Les mesures de sécurité dans les alumineries vont grimper d’un cran. Les travailleurs pourraient devoir porter des gants, un masque et des lunettes de sécurité dans les prochains jours.
Les mesures de sécurité dans les alumineries vont grimper d’un cran. Les travailleurs pourraient devoir porter des gants, un masque et des lunettes de sécurité dans les prochains jours.

Les alumineries ne ferment pas

Les alumineries ne fermeront finalement pas leurs portes, mais devront réduire leurs activités au « minimum ».

Le gouvernement Legault a intégré la production de l’aluminium dans sa liste de services essentiels, quelques heures après avoir annoncé l’arrêt des alumineries dans son point de presse quotidien, lundi après-midi.

« Une entreprise qui fait de l’aluminium, des autos, des avions, ça va être fermée », a affirmé le premier ministre, questionné sur le type d’entreprises qui devaient fermer ses portes à partir de minuit mardi.

Cette sortie avait pris par surprise toute l’industrie de l’aluminium. Parce que la fermeture de cuves implique d’importants délais et coûts. Les cuves d’aluminium en fusion doivent être opérées sur une base continue, afin d’éviter que le métal ne durcisse dans celles-ci. Une fermeture peut prendre quelques semaines à préparer. Et une réouverture aussi, avec des coûts pouvant dépasser les quelques dizaines de millions de dollars. « Si les usines ferment, certaines ne rouvriront pas », ont craint des employés joints par Le Quotidien. Ces derniers faisaient référence au Complexe Arvida, lequel possède de plus vieilles installations qu’à Alma.

Après avoir discuté avec l’industrie, lundi après-midi, le gouvernement a reconnu le caractère stratégique de l’industrie de l’aluminium primaire. L’Association de l’aluminium du Canada (AAC), qui représente Alcoa, Alouette et Rio Tinto, a assuré que ces entreprises allaient suspendre les activités jugées non essentielles au maintien de ses opérations.

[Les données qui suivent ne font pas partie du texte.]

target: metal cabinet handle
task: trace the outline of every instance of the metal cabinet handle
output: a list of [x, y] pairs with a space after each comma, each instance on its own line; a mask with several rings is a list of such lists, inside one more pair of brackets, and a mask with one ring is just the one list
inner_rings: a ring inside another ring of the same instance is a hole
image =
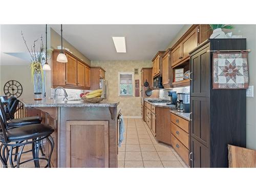
[[192, 121], [192, 119], [191, 118], [191, 115], [192, 115], [192, 112], [189, 113], [189, 119], [190, 120], [190, 121]]
[[193, 161], [193, 160], [192, 159], [192, 158], [191, 158], [191, 155], [193, 154], [193, 153], [191, 152], [190, 154], [189, 154], [189, 160], [190, 161]]
[[193, 73], [193, 72], [190, 72], [189, 74], [189, 80], [190, 81], [193, 80], [193, 79], [191, 78], [191, 74]]

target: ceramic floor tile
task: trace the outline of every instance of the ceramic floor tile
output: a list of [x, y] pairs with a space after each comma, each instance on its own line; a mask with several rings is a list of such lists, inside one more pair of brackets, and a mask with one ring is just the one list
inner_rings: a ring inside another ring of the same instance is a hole
[[138, 135], [137, 134], [127, 134], [126, 135], [127, 139], [138, 139]]
[[151, 139], [139, 139], [140, 144], [152, 144]]
[[161, 161], [178, 161], [178, 159], [171, 152], [157, 152]]
[[155, 152], [156, 149], [152, 144], [141, 144], [140, 148], [142, 152]]
[[161, 161], [143, 161], [145, 168], [163, 168]]
[[125, 161], [124, 168], [143, 168], [143, 161]]
[[118, 155], [117, 155], [117, 160], [118, 161], [124, 161], [125, 154], [125, 152], [118, 152]]
[[138, 144], [126, 144], [126, 152], [140, 152], [140, 145]]
[[119, 152], [125, 152], [125, 144], [123, 143], [121, 144], [121, 147], [118, 147]]
[[139, 139], [150, 139], [150, 137], [148, 134], [138, 134]]
[[126, 161], [142, 161], [141, 153], [140, 152], [126, 152]]
[[183, 168], [183, 166], [179, 161], [162, 161], [165, 168]]
[[156, 152], [141, 152], [143, 161], [160, 161]]
[[117, 167], [123, 168], [124, 167], [124, 161], [117, 161]]

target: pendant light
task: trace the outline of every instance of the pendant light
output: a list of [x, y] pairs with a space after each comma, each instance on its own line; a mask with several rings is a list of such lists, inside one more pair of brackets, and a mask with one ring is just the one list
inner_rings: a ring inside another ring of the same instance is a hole
[[62, 46], [62, 25], [60, 25], [61, 32], [61, 51], [59, 53], [57, 57], [57, 61], [60, 62], [67, 62], [68, 59], [67, 58], [67, 56], [63, 52], [63, 46]]
[[42, 66], [42, 70], [44, 71], [50, 71], [51, 67], [49, 65], [47, 62], [47, 24], [46, 24], [46, 62], [45, 65]]

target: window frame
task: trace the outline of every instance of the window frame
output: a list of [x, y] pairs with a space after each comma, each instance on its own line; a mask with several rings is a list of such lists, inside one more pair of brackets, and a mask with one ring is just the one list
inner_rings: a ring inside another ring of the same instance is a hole
[[[132, 94], [130, 95], [122, 95], [120, 94], [120, 75], [121, 74], [129, 74], [132, 75]], [[118, 96], [119, 97], [134, 97], [134, 74], [133, 72], [118, 72]]]

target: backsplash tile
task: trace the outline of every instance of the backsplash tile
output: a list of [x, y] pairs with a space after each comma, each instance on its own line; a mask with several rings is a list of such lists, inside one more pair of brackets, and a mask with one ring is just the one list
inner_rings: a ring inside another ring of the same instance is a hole
[[170, 99], [170, 97], [168, 96], [168, 91], [176, 91], [177, 93], [189, 93], [190, 86], [160, 90], [159, 91], [159, 98], [163, 99]]

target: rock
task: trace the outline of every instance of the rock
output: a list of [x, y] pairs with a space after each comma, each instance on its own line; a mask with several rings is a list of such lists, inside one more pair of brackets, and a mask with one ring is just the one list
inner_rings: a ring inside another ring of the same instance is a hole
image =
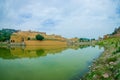
[[104, 78], [108, 78], [108, 77], [109, 77], [108, 73], [105, 73], [105, 74], [103, 74], [102, 76], [103, 76]]

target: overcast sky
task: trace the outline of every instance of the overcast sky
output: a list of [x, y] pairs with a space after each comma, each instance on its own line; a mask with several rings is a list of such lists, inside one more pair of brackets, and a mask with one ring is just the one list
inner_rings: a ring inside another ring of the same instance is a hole
[[120, 26], [120, 0], [0, 0], [0, 29], [97, 38]]

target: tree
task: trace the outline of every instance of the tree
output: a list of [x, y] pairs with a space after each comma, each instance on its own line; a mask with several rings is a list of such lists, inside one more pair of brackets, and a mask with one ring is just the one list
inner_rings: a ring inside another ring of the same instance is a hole
[[30, 40], [30, 37], [28, 37], [27, 40]]
[[36, 39], [37, 39], [37, 40], [43, 40], [44, 37], [43, 37], [42, 35], [40, 35], [40, 34], [37, 34], [37, 35], [36, 35]]

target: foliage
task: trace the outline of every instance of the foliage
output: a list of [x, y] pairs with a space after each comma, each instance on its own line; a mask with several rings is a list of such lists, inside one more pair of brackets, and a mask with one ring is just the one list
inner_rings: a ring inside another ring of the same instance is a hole
[[105, 51], [82, 80], [120, 80], [120, 38], [108, 38], [97, 44], [104, 46]]
[[112, 33], [112, 35], [117, 34], [118, 32], [120, 32], [120, 26], [118, 28], [115, 28], [114, 32]]
[[90, 41], [90, 39], [88, 39], [88, 38], [80, 38], [79, 41], [80, 42], [88, 42], [88, 41]]
[[10, 36], [12, 33], [17, 32], [17, 30], [14, 29], [2, 29], [0, 30], [0, 41], [8, 41], [10, 40]]
[[36, 39], [37, 39], [37, 40], [43, 40], [44, 37], [43, 37], [42, 35], [40, 35], [40, 34], [37, 34], [37, 35], [36, 35]]
[[28, 39], [27, 40], [30, 40], [30, 37], [28, 37]]

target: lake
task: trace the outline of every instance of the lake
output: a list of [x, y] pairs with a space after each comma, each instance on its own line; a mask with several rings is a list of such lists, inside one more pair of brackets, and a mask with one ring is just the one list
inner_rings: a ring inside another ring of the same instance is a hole
[[103, 51], [98, 46], [0, 48], [0, 80], [79, 80]]

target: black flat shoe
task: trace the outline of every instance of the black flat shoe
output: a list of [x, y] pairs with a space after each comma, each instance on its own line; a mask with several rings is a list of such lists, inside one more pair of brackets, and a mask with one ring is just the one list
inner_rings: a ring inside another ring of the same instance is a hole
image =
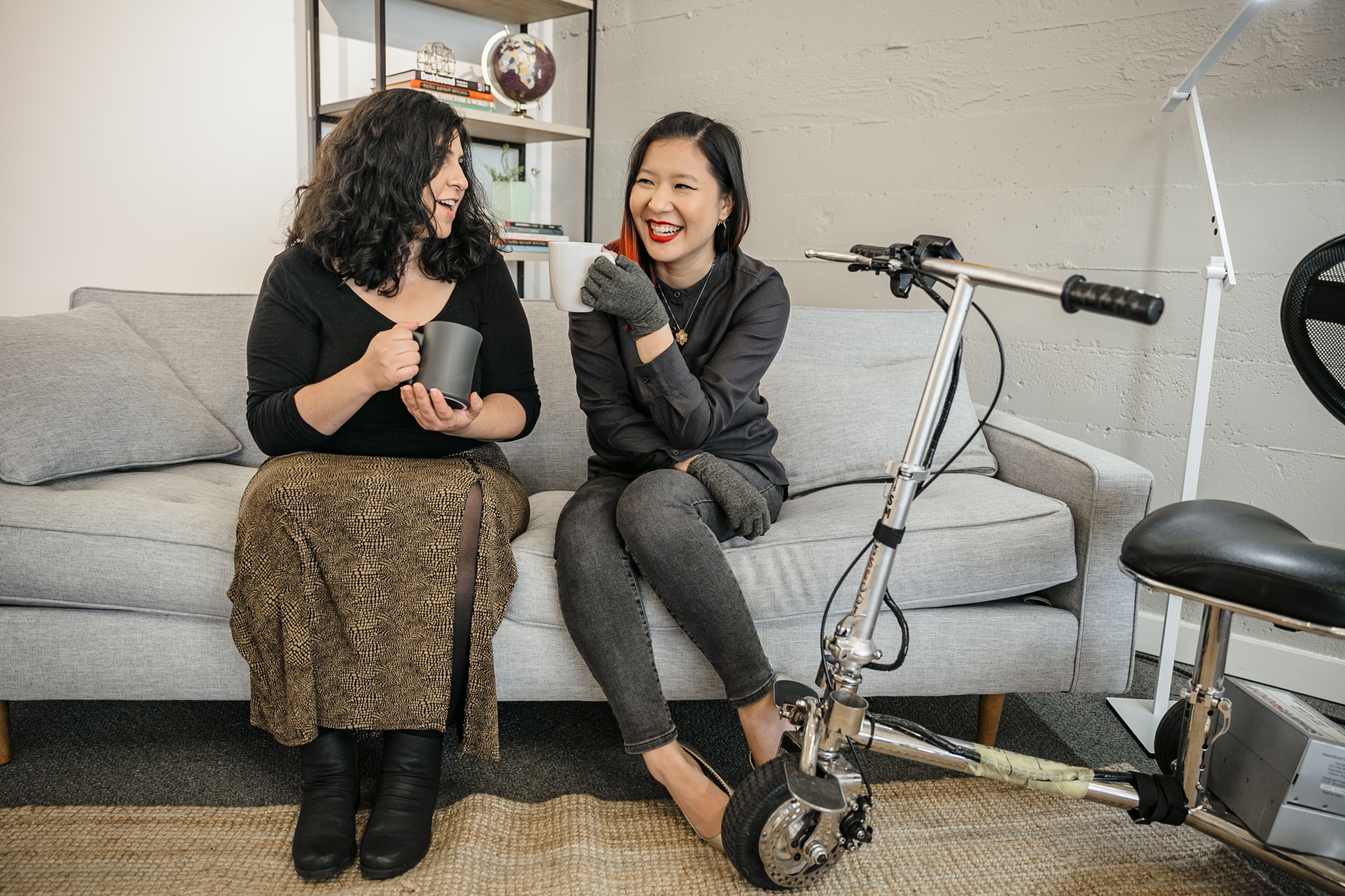
[[295, 825], [295, 872], [304, 880], [335, 877], [355, 861], [359, 771], [355, 732], [324, 729], [299, 748], [304, 799]]
[[425, 858], [443, 752], [444, 735], [438, 731], [383, 733], [378, 795], [359, 841], [359, 870], [364, 877], [397, 877]]

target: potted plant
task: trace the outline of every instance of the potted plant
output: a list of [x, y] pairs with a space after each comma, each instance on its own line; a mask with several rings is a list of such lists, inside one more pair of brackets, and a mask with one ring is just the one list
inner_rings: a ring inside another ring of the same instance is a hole
[[[508, 144], [500, 146], [500, 167], [486, 165], [491, 172], [491, 207], [500, 220], [533, 219], [533, 185], [527, 183], [523, 165], [508, 164]], [[533, 168], [533, 176], [542, 172]]]

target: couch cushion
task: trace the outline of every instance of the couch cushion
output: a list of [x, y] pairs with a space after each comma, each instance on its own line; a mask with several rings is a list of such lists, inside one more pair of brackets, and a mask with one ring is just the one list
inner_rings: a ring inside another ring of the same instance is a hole
[[0, 484], [0, 603], [227, 618], [253, 473], [202, 462]]
[[[729, 566], [759, 622], [816, 618], [837, 576], [869, 540], [882, 510], [882, 484], [839, 485], [784, 502], [780, 519], [756, 541], [725, 543]], [[569, 492], [531, 500], [527, 532], [514, 540], [519, 580], [504, 615], [564, 626], [555, 586], [555, 521]], [[855, 564], [833, 613], [845, 614], [859, 583]], [[948, 473], [911, 508], [889, 588], [902, 607], [995, 600], [1073, 579], [1073, 517], [1054, 498], [985, 476]], [[643, 579], [646, 602], [652, 590]], [[650, 613], [654, 626], [671, 623]]]
[[223, 457], [238, 439], [106, 305], [0, 317], [0, 480]]
[[229, 427], [242, 447], [223, 461], [266, 459], [247, 431], [247, 328], [256, 296], [136, 293], [82, 286], [70, 308], [102, 302], [149, 343], [192, 395]]
[[[944, 316], [937, 310], [794, 308], [761, 395], [780, 430], [775, 457], [795, 493], [880, 478], [900, 459], [929, 373]], [[939, 441], [943, 466], [976, 427], [967, 377], [958, 380]], [[948, 467], [994, 474], [979, 433]]]
[[588, 478], [588, 458], [593, 451], [574, 390], [570, 316], [549, 301], [525, 301], [523, 312], [533, 333], [533, 367], [542, 414], [526, 438], [500, 442], [500, 447], [529, 494], [573, 492]]

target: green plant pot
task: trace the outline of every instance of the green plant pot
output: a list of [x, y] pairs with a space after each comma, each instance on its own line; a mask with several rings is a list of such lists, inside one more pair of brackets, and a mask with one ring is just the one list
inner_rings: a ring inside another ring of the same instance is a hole
[[500, 220], [533, 220], [533, 184], [496, 180], [491, 184], [491, 206]]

« Le maintien de nos activités essentielles se fera en appliquant les meilleures pratiques d’hygiène dans les circonstances et l’ensemble des recommandations de la santé publique, afin d’assurer à nos employés et à leur famille un environnement de travail sécuritaire à tout moment. Cette contribution à l’effort national n’est pas sans conséquences pour notre secteur, mais nous nous devons, comme tous les Québécois, de mettre l’épaule à la roue afin de limiter les impacts de cette crise », a fait savoir l’association, par l’entremise d’un communiqué de presse.

En effet, les mesures de sécurité vont grimper d’un cran. Les travailleurs pourraient devoir porter des gants, un masque et des lunettes de sécurité dans les prochains jours.

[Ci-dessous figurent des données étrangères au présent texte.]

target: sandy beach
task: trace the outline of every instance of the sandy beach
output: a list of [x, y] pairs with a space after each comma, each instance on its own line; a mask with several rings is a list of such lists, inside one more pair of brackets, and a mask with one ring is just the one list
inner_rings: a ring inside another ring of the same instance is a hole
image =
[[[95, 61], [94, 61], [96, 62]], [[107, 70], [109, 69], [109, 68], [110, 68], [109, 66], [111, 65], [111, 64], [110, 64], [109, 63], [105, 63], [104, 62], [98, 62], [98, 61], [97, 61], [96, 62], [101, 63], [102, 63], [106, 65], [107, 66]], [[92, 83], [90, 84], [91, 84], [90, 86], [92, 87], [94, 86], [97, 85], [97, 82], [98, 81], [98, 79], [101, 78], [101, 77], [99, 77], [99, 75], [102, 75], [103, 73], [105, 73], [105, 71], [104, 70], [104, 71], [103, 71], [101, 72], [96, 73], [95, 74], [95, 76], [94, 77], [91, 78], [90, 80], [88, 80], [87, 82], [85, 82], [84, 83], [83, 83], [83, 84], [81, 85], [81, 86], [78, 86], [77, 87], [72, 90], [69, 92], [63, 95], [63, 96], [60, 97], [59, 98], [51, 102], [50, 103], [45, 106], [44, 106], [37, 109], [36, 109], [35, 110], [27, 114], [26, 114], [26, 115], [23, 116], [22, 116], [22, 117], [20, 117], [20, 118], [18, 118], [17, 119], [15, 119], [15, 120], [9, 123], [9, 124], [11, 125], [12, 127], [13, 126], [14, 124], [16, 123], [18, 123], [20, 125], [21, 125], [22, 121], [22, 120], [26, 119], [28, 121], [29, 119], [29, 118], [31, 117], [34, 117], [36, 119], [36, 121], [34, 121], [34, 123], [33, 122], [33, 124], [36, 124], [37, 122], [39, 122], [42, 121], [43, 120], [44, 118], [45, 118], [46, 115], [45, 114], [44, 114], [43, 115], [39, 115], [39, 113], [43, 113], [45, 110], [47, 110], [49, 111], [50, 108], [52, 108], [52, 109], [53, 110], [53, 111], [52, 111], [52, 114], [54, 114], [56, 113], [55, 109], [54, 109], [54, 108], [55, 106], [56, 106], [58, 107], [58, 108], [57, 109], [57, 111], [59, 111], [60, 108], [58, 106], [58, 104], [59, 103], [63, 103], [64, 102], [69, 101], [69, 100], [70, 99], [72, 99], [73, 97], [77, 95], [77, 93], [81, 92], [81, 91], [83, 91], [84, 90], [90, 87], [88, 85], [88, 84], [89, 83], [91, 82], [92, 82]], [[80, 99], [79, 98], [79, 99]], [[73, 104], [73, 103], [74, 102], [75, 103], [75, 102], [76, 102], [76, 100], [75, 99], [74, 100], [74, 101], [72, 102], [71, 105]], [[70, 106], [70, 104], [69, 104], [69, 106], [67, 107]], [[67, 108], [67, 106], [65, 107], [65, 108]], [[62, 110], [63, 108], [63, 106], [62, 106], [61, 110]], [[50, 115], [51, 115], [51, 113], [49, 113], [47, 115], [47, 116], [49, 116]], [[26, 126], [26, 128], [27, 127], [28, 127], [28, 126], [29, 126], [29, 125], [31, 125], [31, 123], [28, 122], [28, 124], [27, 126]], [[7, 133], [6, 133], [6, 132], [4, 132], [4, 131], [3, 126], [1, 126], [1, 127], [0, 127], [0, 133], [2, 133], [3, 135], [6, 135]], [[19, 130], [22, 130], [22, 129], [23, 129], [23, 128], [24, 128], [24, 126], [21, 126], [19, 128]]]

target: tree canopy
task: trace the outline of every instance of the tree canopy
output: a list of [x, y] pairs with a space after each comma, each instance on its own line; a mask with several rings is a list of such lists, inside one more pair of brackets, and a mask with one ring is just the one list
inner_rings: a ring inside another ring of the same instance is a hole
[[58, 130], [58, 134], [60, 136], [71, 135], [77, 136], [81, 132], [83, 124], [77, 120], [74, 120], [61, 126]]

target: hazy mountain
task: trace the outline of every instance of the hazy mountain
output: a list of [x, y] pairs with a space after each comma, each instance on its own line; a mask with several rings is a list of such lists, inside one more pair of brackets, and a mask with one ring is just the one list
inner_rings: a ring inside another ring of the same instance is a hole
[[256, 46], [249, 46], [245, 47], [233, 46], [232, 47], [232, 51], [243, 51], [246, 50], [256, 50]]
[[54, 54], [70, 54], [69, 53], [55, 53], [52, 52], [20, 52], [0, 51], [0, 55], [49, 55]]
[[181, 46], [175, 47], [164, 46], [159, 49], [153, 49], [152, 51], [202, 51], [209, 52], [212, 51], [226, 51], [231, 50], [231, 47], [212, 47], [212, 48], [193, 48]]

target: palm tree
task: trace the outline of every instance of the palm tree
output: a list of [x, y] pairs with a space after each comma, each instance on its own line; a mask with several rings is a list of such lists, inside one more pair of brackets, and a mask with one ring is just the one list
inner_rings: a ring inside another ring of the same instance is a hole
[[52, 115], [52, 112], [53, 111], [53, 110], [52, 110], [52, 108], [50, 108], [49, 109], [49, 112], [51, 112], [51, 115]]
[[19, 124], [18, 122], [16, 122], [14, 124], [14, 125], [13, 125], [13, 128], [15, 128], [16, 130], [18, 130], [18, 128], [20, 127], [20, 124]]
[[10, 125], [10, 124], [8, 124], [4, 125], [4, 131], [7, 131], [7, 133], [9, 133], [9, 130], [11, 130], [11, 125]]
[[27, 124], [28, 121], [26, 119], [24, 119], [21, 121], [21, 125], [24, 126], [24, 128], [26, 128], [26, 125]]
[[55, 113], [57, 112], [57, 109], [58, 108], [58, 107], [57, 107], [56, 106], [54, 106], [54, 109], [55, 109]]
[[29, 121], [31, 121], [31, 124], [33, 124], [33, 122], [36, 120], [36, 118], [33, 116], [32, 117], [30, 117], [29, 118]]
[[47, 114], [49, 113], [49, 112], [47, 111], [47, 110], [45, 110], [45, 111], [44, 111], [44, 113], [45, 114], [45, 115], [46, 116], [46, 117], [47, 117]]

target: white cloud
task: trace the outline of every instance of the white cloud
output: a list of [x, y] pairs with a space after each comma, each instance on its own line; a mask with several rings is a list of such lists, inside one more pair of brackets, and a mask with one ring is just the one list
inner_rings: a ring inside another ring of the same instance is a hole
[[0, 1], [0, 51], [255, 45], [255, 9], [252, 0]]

Il a toutefois été impossible de savoir quelles activités allaient être mises de côté par Rio Tinto et combien d’employés pourraient être en congé forcé au cours des trois prochaines semaines. L’entreprise n’était pas en mesure de dire ce que ça représentait de réduire au « minimum » ses activités.

L’industrie de l’aluminium primaire emploie 8000 personnes au Québec, dont 3500 au Saguenay–Lac-Saint-Jean.